Copy number variation (CNV) is another source of genetic variation implicated in disease. The detection of copy number changes is often performed using low-resolution methods, such as array-comparative genomic hybridization and single nucleotide polymorphism (SNP) microarrays. Conrad
et al. (
42) have used targeted sequencing to capture breakpoint regions and identify the actual breaks with a high resolution. They were able to identify breakpoints for a number of known CNVs and were then able to classify the breaks into likely repair mechanisms used. The authors point out that this method is useful for CNVs in simpler regions, as repeat elements and complex genomic regions present challenges both for capture and post-sequence alignment.
Capture is not only limited to genomic DNA. Several studies have used targeted sequencing to investigate RNA as well. One group used padlock probes to target regions containing known RNA-editing sites (
43). They were able to identify sites in 10 of 13 known edited genes, by comparing captures of genomic DNA and cDNA from various tissues. The authors chose 18 editing sites at random and confirmed 15 with capillary sequencing. This research showed that padlock capture techniques work with cDNA and can be used to identify sites of RNA editing. Hybridization capture was also shown to capture cDNA (
44,
45). In (
44), the authors capture both cDNA and genomic DNA with an array-based method. They then determine allele-specific expression using both data sets.
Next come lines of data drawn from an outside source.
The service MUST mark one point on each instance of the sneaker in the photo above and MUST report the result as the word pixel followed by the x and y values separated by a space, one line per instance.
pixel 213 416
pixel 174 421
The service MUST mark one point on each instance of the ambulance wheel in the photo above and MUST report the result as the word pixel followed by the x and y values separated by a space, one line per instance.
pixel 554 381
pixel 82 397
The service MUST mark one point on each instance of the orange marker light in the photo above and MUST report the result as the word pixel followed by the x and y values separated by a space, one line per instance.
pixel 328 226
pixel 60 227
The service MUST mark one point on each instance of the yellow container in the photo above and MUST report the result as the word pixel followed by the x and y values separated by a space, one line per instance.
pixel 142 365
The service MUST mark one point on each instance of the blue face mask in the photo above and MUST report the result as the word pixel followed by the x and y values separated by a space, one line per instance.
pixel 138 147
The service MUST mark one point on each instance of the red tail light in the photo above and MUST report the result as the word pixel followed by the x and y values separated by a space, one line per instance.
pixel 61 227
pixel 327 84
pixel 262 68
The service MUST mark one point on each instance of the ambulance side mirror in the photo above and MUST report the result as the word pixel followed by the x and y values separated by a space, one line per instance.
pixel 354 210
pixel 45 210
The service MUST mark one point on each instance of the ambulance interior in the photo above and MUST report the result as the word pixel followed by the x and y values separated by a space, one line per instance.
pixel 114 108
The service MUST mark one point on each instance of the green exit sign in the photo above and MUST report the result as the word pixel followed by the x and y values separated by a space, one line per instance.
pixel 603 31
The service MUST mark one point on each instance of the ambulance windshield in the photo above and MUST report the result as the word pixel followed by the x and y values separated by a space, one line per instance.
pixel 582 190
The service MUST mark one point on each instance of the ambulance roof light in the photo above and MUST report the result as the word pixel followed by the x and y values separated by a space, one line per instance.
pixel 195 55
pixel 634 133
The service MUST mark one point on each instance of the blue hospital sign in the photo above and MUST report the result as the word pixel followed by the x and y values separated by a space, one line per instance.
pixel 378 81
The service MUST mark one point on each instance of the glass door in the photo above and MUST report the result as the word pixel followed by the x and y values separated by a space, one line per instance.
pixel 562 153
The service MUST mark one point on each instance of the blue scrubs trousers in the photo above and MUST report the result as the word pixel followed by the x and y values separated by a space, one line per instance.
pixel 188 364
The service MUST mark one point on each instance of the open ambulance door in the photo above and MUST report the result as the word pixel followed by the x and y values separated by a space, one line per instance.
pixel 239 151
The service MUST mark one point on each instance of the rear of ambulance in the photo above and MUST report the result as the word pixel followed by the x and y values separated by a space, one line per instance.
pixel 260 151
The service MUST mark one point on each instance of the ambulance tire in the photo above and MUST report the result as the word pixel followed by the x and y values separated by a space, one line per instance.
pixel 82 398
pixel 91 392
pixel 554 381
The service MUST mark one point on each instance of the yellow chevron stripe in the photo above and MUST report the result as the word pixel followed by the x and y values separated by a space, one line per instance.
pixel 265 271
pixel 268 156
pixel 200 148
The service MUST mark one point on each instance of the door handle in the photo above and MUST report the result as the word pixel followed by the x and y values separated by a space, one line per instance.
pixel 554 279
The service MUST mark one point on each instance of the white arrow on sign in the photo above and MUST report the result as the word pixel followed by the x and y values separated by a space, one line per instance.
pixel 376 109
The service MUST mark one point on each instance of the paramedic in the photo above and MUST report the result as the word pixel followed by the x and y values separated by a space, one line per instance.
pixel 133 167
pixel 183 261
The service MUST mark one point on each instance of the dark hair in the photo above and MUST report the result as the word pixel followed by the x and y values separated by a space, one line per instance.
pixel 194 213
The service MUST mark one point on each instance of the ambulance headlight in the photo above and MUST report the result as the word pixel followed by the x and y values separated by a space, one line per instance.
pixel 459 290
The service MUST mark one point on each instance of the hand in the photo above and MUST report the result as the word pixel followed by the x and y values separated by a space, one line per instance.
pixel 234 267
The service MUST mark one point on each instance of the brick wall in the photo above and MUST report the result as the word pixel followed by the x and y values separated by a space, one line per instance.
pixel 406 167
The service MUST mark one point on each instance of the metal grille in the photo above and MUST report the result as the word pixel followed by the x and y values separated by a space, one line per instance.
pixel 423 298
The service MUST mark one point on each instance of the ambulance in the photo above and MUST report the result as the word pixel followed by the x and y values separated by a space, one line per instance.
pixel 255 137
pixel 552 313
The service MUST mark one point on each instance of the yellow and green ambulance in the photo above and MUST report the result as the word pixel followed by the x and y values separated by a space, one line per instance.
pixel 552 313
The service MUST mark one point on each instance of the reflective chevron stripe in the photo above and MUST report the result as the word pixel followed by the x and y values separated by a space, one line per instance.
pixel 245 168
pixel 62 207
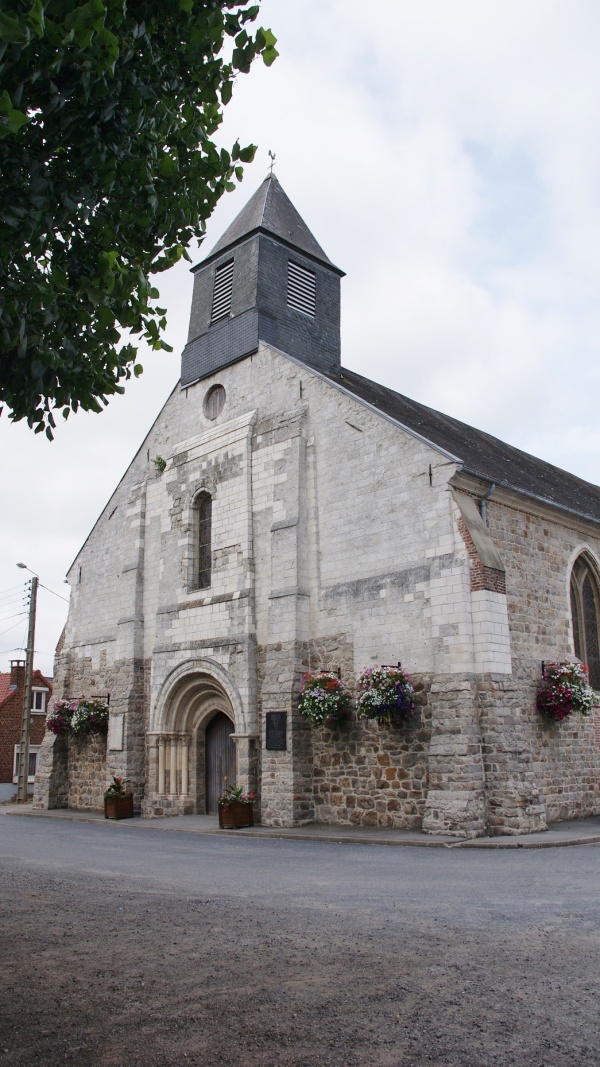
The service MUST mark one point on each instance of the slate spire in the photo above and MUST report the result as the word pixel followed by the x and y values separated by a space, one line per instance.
pixel 266 280
pixel 271 211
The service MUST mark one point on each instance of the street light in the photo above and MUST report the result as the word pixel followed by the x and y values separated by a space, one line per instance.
pixel 26 713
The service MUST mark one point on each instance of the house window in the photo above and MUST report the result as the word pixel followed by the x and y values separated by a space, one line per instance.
pixel 38 702
pixel 204 513
pixel 33 753
pixel 301 289
pixel 585 615
pixel 222 291
pixel 214 401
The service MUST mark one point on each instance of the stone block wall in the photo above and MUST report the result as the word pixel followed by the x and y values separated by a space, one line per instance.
pixel 367 774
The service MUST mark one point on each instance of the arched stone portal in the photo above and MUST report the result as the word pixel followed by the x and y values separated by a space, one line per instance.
pixel 180 780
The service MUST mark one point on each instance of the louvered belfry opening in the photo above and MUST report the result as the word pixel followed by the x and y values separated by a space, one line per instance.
pixel 222 291
pixel 301 289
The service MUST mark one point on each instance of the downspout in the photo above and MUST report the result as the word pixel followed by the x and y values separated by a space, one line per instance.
pixel 483 509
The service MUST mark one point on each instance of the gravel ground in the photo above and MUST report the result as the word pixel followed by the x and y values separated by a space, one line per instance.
pixel 131 950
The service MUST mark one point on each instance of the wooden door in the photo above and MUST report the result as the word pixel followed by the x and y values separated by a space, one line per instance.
pixel 220 759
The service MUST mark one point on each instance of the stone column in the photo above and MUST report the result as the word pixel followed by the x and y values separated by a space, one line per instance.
pixel 173 767
pixel 455 802
pixel 161 766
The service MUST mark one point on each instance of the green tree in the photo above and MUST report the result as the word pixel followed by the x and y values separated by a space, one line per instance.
pixel 108 170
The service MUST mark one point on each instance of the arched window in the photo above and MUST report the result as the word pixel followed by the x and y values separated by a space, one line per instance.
pixel 204 523
pixel 585 614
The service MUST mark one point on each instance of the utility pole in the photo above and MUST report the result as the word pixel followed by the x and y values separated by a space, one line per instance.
pixel 26 716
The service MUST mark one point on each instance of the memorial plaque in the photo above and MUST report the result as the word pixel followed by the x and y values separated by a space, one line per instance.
pixel 115 733
pixel 277 731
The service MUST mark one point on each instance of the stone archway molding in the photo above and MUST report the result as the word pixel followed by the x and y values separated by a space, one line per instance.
pixel 191 693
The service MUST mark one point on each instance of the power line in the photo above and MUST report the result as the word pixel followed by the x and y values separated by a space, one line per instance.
pixel 54 594
pixel 16 615
pixel 12 589
pixel 8 628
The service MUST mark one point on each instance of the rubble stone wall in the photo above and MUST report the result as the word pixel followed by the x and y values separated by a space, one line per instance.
pixel 87 771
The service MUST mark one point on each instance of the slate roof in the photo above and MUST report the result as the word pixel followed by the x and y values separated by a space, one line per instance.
pixel 478 452
pixel 271 211
pixel 6 691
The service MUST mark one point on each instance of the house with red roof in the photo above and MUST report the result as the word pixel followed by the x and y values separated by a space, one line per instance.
pixel 12 686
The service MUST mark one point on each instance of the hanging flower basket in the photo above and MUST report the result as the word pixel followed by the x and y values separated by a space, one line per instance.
pixel 566 689
pixel 385 695
pixel 119 799
pixel 324 696
pixel 78 717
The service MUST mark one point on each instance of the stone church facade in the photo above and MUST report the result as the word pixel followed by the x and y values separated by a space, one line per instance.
pixel 304 519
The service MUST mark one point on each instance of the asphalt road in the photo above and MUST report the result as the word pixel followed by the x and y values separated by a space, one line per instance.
pixel 125 946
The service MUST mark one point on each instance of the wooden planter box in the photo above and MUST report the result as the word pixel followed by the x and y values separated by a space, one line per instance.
pixel 235 815
pixel 120 807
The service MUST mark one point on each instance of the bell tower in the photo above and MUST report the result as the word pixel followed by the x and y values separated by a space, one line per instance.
pixel 266 280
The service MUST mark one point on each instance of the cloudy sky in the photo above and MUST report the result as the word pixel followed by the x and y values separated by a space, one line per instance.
pixel 446 157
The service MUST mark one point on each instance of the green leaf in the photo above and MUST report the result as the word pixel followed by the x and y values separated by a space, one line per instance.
pixel 108 171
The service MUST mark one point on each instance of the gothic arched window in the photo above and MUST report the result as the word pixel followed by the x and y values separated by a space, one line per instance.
pixel 204 542
pixel 585 615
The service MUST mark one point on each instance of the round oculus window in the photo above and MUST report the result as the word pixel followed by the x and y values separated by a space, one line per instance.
pixel 214 401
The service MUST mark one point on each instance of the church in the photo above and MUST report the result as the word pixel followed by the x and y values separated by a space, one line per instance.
pixel 285 514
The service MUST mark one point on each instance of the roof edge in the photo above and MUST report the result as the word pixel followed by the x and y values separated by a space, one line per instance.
pixel 529 495
pixel 369 407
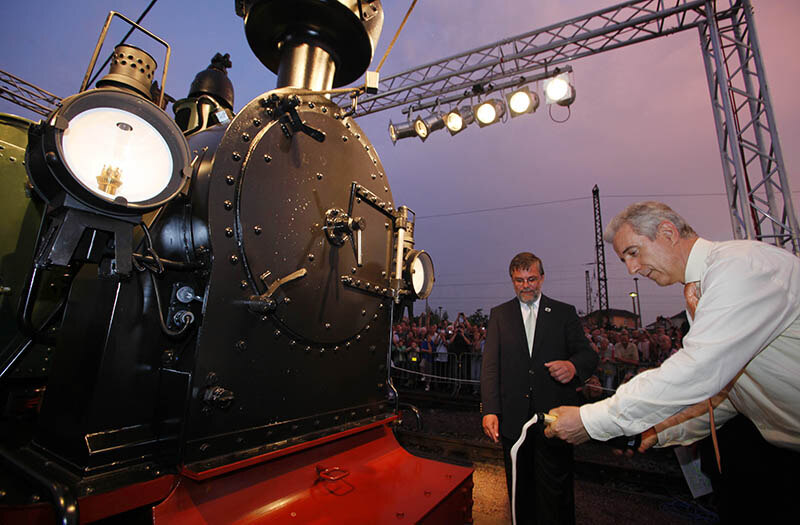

In (
45), the authors use solution hybridization to focus on enriching cDNA from a set of genes of interest. They were able to effectively enrich these genes, suggesting that genes of low abundance could be detected without huge increases in total sequencing. Interestingly, they were also able to identify gene fusions, including fusions in which one gene was not targeted. Applying targeted sequencing to cDNA is another way to focus on specific questions, even without whole-genome sequence.